Owner: Cumulus Media Partners
ERP: 10kw/5kw DA-2
Featured Media
  • WHB 1973 survey
  • WHB Chiefs sticker
  • KCMO previous logo
  • KCMO previous logo
  • KCMO 2011 logo
  • KCMO current logo

  • WHB "wow" jingle

    1948-1954 - WHB
    WHB's history actually began on 833 kHz in 1922. The Library of American Broadcasting lists John Schilling and Sam Adair as the founders of WHB, with financing from Sweeney Automotive. WHB signed on April or May of 1922. A UMKC thesis paper by William J. Ryan reports WHB broadcasted the first live music from an African American artist in Kansas City in August 1922. WHB later added the first women's radio show, and perhaps the first Jewish broadcast in the city. The Cook Paint and Varnish Company bought the station in the late 1920s, moving operations from downtown to North Kansas City. WHB moved around, sometimes sharing with other Kansas City stations (890 kHz), until settling on 710 kHz on October 4, 1948. WHB moved to 710 in order to broadcast at night.
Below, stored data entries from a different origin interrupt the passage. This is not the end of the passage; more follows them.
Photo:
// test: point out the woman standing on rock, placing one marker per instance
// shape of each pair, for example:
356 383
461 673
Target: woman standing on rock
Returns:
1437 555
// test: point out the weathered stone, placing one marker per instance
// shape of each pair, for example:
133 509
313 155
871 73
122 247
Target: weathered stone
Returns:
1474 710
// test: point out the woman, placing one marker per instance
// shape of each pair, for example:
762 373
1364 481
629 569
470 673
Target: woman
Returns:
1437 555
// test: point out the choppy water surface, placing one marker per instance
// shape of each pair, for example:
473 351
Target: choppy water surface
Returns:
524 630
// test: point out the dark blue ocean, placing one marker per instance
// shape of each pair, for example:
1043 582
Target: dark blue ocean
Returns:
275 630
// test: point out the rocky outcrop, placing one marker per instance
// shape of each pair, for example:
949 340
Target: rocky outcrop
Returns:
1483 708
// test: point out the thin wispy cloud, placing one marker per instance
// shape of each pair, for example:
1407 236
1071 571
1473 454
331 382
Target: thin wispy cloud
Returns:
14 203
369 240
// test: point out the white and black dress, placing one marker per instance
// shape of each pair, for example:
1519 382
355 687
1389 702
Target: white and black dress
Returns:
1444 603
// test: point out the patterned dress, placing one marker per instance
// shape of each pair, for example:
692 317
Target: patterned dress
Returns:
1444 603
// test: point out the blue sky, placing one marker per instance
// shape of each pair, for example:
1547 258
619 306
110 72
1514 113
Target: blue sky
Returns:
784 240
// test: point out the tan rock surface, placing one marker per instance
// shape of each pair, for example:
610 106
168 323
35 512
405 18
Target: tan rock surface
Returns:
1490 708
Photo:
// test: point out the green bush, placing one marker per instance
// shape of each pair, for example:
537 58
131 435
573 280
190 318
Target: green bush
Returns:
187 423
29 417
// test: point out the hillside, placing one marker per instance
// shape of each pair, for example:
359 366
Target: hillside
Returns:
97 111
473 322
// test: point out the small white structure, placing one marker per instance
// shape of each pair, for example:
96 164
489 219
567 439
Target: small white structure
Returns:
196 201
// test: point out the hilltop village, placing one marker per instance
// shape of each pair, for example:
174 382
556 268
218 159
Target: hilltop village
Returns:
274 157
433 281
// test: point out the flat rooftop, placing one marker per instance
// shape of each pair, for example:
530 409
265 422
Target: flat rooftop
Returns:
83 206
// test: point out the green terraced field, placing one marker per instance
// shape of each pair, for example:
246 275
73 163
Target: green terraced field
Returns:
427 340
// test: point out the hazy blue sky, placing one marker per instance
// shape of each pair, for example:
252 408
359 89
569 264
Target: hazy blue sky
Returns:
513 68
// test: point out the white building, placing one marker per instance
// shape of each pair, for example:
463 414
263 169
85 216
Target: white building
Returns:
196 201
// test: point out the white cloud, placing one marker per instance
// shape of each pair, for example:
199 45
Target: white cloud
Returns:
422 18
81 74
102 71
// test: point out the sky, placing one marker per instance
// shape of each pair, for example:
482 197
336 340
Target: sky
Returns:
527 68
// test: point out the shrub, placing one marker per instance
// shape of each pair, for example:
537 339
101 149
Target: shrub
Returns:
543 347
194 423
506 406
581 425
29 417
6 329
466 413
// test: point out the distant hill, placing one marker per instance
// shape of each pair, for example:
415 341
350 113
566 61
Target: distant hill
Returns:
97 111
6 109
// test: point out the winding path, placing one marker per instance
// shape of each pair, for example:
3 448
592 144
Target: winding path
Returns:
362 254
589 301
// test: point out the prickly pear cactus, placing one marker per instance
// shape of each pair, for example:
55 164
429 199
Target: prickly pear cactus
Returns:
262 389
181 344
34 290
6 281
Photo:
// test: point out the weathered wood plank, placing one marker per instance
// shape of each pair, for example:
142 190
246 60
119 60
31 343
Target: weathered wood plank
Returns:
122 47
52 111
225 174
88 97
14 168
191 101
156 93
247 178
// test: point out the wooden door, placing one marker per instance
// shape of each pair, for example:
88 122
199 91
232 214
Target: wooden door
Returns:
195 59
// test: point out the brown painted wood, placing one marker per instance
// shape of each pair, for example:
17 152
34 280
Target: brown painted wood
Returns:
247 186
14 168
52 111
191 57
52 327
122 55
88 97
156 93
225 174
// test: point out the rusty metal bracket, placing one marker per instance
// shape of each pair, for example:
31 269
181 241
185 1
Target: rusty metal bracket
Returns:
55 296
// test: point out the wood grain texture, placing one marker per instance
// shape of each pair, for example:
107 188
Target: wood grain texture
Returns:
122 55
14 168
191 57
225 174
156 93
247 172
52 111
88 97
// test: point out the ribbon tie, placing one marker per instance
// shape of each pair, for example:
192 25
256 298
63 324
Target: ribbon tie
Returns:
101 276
WHB was listed under the Mutual Radio Network from 1936 to 1954. The Storz family of Omaha purchased the station in 1954, and pulled the plug on Mutual.

    1954-1981 - WHB - Top 40 "71 WHB"
    WHB was one of the original outlets for early popular and rock and roll music in the Midwest, and the flagship for Storz' Mid-Continent broadcasting chain. The owners based the format on the behavior of youngsters picking songs out of a jukebox. They noticed the same ten to twelve songs would be played repeatedly in one night. WHB's first Top 20 countdown aired in mid-1954. The format was copied around the country, years before Elvis Presley ever recorded a song. The station was extremely popular throughout the 1960s. Many famous personalities passed through as well. Todd Storz died in 1964. WHB made it through the 1970s, but could not survive the upstart FM Top 40 competitors.

    1981-1993 - WHB - Adult Contemporary/50s-60s Oldies
    As WHB made it through the 1970s, FM became a more viable choice for Top 40 music. So WHB capitalized on its heritage by flipping to Adult Contemporary and 50s/60s oldies. "Oldies hours" played at noon and six, as well as all Saturday night. The Storz family sold the station in 1984 to Shamrock Broadcasting. WHB slowly transitioned to full-time oldies in 1985. WHB had no legitimate competition until 1989, when oldies appeared on 94.9. But that competition proved to be too much. Kanza, Inc., which specialized in farm formats, bought the station in 1993. In September 1993, WHB ended its oldies format (some dubbed it "the day the music died").

    1993-1997 - WHB - Country/Farm
    WHB's farm format began on October 1, 1993. The farm format held its own, helping out KMZU 100.7 in the process with a partial simulcast. But the daytime coverage of rural areas wasn't that great. So WHB swapped frequencies with 810 KCMO, giving up better nighttime coverage in favor of a big daytime stick.

    1997-current - KCMO - Talk
    News/Talk station KCMO moved over to 710 in October 1997, which had better nighttime coverage in the city. At the time, KCMO thought it would have Max Floyd hosting a morning show with Mike Murphy, but Max returned to KYYS when it was resurrected two weeks later. KCMO was Mike Murphy's last radio job before his retirement in 2004. KCMO eliminated their small local news staff. Susquehanna bought the station in 2000. KCMO picked up Fox News Radio in 2005. Cumulus took over the station in May 2006. Much of the programming is politically conservative. Only one shift, morning drive, is local. Of the major stations in Kansas City, KCMO is among the lowest-rated.

    On April 29, 2012, KCMO added an FM simulcast, using a translator at 103.7 mHz. Previously, KCMO had been simulcasted only on an HD subchannel of KCMO-FM.